528NS-control and 528NS-HA-JICD1 cells transduced with shANXA2 were harvested and washed with PBS. Cell viability was determined using the trypan blue exclusion method. Single-cell suspensions with >90% viability were used for in vivo experiments. The cells (1 × 10⁵ cells/3 μL PBS) were stereotactically injected into the left striatum of 5-week-old BALB/c nu/nu mice (coordinates relative to the bregma: medial-lateral +2 mm and dorsal-ventral −3 mm). To compare tumor histology, all mice were sacrificed simultaneously when the second mouse showed neurological symptoms. To compare the aggressive phenotype after ANXA2 knockdown, brains were removed at the time of death. Kaplan–Meier survival was determined within 240 days.

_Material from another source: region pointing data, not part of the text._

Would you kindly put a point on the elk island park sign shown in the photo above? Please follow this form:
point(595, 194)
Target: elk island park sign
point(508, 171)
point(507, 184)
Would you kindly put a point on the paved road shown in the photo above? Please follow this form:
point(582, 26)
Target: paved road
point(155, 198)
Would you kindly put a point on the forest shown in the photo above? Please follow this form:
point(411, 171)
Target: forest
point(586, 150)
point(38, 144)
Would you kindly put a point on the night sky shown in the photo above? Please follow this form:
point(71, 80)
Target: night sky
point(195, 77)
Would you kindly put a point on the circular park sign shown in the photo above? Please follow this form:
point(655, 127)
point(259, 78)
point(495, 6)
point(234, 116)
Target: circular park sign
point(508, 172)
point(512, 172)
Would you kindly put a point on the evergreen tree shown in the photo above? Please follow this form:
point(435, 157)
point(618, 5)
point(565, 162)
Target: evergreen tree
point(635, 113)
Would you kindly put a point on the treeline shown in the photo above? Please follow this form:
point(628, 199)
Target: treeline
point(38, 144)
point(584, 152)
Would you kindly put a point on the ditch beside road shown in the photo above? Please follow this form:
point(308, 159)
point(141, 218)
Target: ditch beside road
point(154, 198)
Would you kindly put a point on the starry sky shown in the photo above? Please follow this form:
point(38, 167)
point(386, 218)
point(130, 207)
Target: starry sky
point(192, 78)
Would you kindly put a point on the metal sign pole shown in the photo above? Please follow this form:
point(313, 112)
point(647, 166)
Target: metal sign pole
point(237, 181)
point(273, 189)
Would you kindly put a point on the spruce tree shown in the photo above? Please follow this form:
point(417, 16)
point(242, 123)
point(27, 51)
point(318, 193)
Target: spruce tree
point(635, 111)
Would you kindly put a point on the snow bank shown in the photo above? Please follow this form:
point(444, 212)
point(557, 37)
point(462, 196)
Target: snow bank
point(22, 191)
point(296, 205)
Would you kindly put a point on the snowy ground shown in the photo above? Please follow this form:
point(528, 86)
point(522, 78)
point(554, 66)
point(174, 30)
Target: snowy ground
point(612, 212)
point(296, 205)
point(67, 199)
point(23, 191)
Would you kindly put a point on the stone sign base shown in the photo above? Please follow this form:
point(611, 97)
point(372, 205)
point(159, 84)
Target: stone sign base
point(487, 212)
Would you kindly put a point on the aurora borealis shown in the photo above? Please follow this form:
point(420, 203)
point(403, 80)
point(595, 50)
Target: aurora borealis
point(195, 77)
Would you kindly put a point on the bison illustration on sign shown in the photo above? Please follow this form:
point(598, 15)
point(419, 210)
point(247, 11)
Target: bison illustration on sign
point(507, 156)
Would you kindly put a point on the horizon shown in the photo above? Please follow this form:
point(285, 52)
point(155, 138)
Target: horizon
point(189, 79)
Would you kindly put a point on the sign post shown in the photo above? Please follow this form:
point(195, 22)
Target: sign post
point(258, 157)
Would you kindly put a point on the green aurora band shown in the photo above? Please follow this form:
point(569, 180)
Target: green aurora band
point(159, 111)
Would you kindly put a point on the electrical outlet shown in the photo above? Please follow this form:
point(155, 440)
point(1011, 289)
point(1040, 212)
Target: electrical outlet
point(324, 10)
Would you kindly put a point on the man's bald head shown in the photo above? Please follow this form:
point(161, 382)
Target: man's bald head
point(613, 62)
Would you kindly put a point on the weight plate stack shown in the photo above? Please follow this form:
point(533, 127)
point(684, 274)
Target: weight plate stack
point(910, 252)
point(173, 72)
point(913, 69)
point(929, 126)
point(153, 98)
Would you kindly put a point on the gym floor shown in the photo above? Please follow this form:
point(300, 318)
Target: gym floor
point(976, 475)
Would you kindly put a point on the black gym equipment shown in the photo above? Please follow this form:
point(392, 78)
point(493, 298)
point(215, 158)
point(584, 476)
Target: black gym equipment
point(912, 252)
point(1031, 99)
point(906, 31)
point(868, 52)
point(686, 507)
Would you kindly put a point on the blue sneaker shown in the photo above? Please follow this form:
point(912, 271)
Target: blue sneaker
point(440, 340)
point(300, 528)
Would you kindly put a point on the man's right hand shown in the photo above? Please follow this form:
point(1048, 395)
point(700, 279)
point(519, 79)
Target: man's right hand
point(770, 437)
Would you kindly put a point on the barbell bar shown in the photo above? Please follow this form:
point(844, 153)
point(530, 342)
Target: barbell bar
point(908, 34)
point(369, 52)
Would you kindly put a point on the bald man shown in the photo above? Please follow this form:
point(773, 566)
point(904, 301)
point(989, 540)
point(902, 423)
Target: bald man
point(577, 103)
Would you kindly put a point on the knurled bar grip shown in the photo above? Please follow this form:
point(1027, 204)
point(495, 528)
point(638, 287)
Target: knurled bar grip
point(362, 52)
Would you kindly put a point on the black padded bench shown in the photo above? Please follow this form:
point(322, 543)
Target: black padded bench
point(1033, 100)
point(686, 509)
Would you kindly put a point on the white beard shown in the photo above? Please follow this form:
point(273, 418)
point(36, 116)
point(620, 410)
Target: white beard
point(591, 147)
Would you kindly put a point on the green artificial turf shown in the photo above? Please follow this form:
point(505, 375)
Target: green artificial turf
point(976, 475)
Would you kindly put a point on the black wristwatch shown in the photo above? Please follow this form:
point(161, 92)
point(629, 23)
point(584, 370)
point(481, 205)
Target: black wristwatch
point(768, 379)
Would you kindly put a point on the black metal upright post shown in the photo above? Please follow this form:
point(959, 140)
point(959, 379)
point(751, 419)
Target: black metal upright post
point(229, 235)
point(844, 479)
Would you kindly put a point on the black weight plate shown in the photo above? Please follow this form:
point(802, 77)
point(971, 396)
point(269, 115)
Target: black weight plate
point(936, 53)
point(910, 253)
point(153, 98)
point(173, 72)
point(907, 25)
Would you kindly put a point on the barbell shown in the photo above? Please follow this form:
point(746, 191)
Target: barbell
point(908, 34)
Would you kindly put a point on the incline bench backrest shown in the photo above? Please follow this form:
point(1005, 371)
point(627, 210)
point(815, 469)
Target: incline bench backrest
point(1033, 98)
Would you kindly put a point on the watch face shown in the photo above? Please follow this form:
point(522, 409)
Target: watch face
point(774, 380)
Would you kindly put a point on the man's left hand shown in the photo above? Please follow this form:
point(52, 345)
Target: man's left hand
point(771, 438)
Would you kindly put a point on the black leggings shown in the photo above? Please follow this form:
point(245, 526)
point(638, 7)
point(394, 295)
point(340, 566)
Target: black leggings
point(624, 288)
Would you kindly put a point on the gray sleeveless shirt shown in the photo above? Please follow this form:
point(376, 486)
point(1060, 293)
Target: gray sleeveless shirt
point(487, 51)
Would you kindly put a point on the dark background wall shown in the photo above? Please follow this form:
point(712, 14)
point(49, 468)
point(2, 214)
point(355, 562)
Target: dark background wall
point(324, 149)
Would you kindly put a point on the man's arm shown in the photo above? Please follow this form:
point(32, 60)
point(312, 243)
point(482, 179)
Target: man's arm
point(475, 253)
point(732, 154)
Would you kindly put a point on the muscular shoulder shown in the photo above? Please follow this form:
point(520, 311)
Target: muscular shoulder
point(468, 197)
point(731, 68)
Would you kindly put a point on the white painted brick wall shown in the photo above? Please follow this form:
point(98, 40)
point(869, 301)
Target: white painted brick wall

4.16. Hematoxylin–Eosin Staining

To compare tumorigenicity, the samples were immersed in hematoxylin (Cat. #1.05174.0500; Merck) 10 times and rinsed with tap water and treated with eosin (Cat. #MA0101015; BBC Biochemical, Seoul, Republic of Korea) for 6 min, followed by dehydration in xylene. Finally, the slides were mounted using a mounting solution (Cat. #SP15-100; Thermo Fisher Scientific).

4.17. In Silico Analysis

To select the JICD1-binding protein associated with the JICD1 signaling pathway, common genes among the extracted genes were selected through the following three analyses. First, genes with positive or negative correlation with the gene expression of JAG1 were corrected using a scRNA-seq database from patient-derived GBM samples (p < 0.05) [17]. Next, the JICD1-binding proteins correlated with the protein level of JAG1 were selected from proteomics datasets from CCLE (p < 0.05) [32]. Finally, genes that affect the overall survival of patients were selected through patient prognosis analysis using the following three datasets; TCGA, REMBRANDT, and Gravendeel (Log-rank p < 0.05 in all datasets) [33,34,35].

To verify the clinical relevance of the JICD1 stabilization mechanism, the mRNA expression of patients from the TCGA GBMLGG database generated by TCGA Research Network (https://www.cancer.gov/tcga, accessed on 1 January 2016) was used. High- and low-expression groups were separated based on their mRNA expression (mean ± standard error of the mean (SEM)).

4.18. Statistics

All data from the experiments, shown as bar graphs, are presented as the mean ± SEM. Data were analyzed using two-tailed Student’s t-tests (* p < 0.05; ** p < 0.01; *** p < 0.001). The Pearson product–moment correlation coefficient (r) was calculated using Microsoft Excel.